Gyokeres, o 6.º violino
Gyokeres continua a gravar o nome na história do Sporitng... (IMAGO)

Gyokeres, o 6.º violino

OPINIÃO26.09.202412:00

Como Ronan Mattin, criança autista e não verbal, me ajudou a descobrir como elogiar Gyokeres... Eu sou o Jorge Pessoa e Silva e esta é a crónica semanal do meu Livro do Desassossego...

Quanto mais Gyokeres cresce, mais o dicionário mingua. Quantos mais golos marca, menos adjetivos encontramos. Quando o extraordinário se torna a norma, as palavras perdem força. Sim, os adjetivos também definham quando usados de modo prolífero. Porque perdem impacto. Tantas vezes repetidos, deixam de ser ponto de exclamação!

De A a Z, começam a esgotar-se as hipóteses de encontramos o adjetivo certo para o que o avançado sueco tem feito em campo. Podia tentar ser diferente e escrever que Gyokeres assume um papel precípuo, alcandorado a uma posição supernal. Simplesmente pasmoso! Mas seria um exercício de pura bazófia, até contraproducente, o oposto à simplificação de todos os gestos e decisões de Gyokeres.  

Podia até cometer o sacrilégio de citar Manuel Alegre e dizer que Gyokeres é a «máxima tensão»; «o touro» e a «corça»; «a arte e a inteligência do puro jogo e sua matemática»; «Despido do supérfluo rematava e então não era golo: era poema.» Sim, seria sacrilégio porque um plágio indecoroso do brilhante poema que Manuel Alegre escreveu para Eusébio. E há textos e pessoas que são intocáveis… 
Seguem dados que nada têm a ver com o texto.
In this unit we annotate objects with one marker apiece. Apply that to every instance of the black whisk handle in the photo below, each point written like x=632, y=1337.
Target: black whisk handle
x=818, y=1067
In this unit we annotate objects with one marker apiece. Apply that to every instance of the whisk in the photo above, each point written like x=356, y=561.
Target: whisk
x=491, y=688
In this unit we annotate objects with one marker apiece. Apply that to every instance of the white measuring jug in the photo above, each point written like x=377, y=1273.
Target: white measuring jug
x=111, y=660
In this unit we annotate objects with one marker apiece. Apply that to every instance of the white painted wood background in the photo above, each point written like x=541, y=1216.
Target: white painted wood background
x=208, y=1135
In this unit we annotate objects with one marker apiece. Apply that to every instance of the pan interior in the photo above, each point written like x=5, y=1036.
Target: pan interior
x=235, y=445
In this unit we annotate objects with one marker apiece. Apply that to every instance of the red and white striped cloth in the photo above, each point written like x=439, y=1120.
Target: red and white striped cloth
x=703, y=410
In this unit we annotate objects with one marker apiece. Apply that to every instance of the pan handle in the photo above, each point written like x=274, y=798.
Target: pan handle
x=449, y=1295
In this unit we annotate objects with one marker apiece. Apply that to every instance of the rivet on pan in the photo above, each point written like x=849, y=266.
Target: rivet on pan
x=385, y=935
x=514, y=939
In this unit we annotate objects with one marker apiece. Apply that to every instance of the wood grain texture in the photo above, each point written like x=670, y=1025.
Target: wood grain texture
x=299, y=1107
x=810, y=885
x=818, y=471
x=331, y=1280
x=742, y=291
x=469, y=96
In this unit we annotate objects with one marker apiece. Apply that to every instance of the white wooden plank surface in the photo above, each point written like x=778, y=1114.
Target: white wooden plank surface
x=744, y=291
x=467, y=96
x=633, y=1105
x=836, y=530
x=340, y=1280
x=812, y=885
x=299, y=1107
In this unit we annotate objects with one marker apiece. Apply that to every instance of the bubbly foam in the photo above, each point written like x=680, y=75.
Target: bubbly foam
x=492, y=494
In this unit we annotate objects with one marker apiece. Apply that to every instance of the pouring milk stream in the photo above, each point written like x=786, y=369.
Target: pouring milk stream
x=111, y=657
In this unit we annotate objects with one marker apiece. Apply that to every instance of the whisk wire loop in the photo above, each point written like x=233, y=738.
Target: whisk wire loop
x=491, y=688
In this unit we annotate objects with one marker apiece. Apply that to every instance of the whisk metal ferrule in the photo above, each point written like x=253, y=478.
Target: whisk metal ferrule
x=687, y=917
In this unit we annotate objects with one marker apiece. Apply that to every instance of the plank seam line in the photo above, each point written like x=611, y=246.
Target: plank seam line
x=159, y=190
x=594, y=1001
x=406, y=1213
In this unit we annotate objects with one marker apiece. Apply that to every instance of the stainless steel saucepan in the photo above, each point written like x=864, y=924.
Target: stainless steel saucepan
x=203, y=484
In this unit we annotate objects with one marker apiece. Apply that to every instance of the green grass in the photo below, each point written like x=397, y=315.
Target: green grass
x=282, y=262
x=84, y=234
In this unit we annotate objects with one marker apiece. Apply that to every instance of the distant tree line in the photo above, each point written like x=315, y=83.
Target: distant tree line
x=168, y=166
Gyokeres no papel de histórico 6.º violino do Sporting, a par de Peyroteo, Travassos, Albano, Vasques e Jesus Correia. Gyokeres acompanhado por violoncelo, contrabaixo, obué, fagote, flauta, clarinete, trompete, trombone, tambor ou pratos numa orquestra que já toca sem necessidade de ter a pauta à frente, regida pelo maestro Rúben Amorim. Talvez interpretando a Cavalgada das Valquírias, de Richard Wagner. 

Gyokeres que só não corre atrás dos registos de Peyroteo porque esta será, muito provavelmente, a última época do sueco em Alvalade, relação que pode ter um desfecho ainda mais precoce se em janeiro algum tubarão da Europa, com mais dinheiro que pontos, bater os 100 milhões da cláusula de rescisão. Como escreveu o jornal inglês The Guardian, se Gyokeres mantiver este registo, 100 milhões vão parecer uma «pechincha», por muito que - como disse com muita graça o editor-executivo Nuno Travassos, em A BOLA TV – também me faça confusão juntar 100 milhões de euros e pechincha na mesma frase. 

Na ânsia da adjetivação adequada aos números e exibições de Gyokeres, talvez a resposta esteja, afinal, em Ronan Mattin, uma criança norte-americana de nove anos, autista profundo e não verbal. O avô, percebendo que o neto reagia muito bem à música clássica, levou-o a um concerto da Handel and Haydn Society, em Boston. E no final de um andamento de uma obra de Mozart, numa altura em que o protocolo se pauta pelo silêncio na plateia, que só aplaude no final da peça, a criança rompe o silêncio com um maravilhado e sentido «uauuuu…», um impulso tão genuíno que comoveu não só o público, mas essencialmente todos os membros da orquestra. Um «uau» que, por ter ficado gravado, chegou a todo o Mundo. Maravilhou a comunidade da música clássica ao ponto de alguns músicos famosos já terem passado por casa de Ronan Mattin para concertos privados.  

Em vez de procurar adjetivos, fecho o dicionário e vou fazer como Ronan Mattin… Sentar-me a apreciar o jogo e sempre que Gyokeres fizer algo de extraordinário eu exclamo… «uauuu».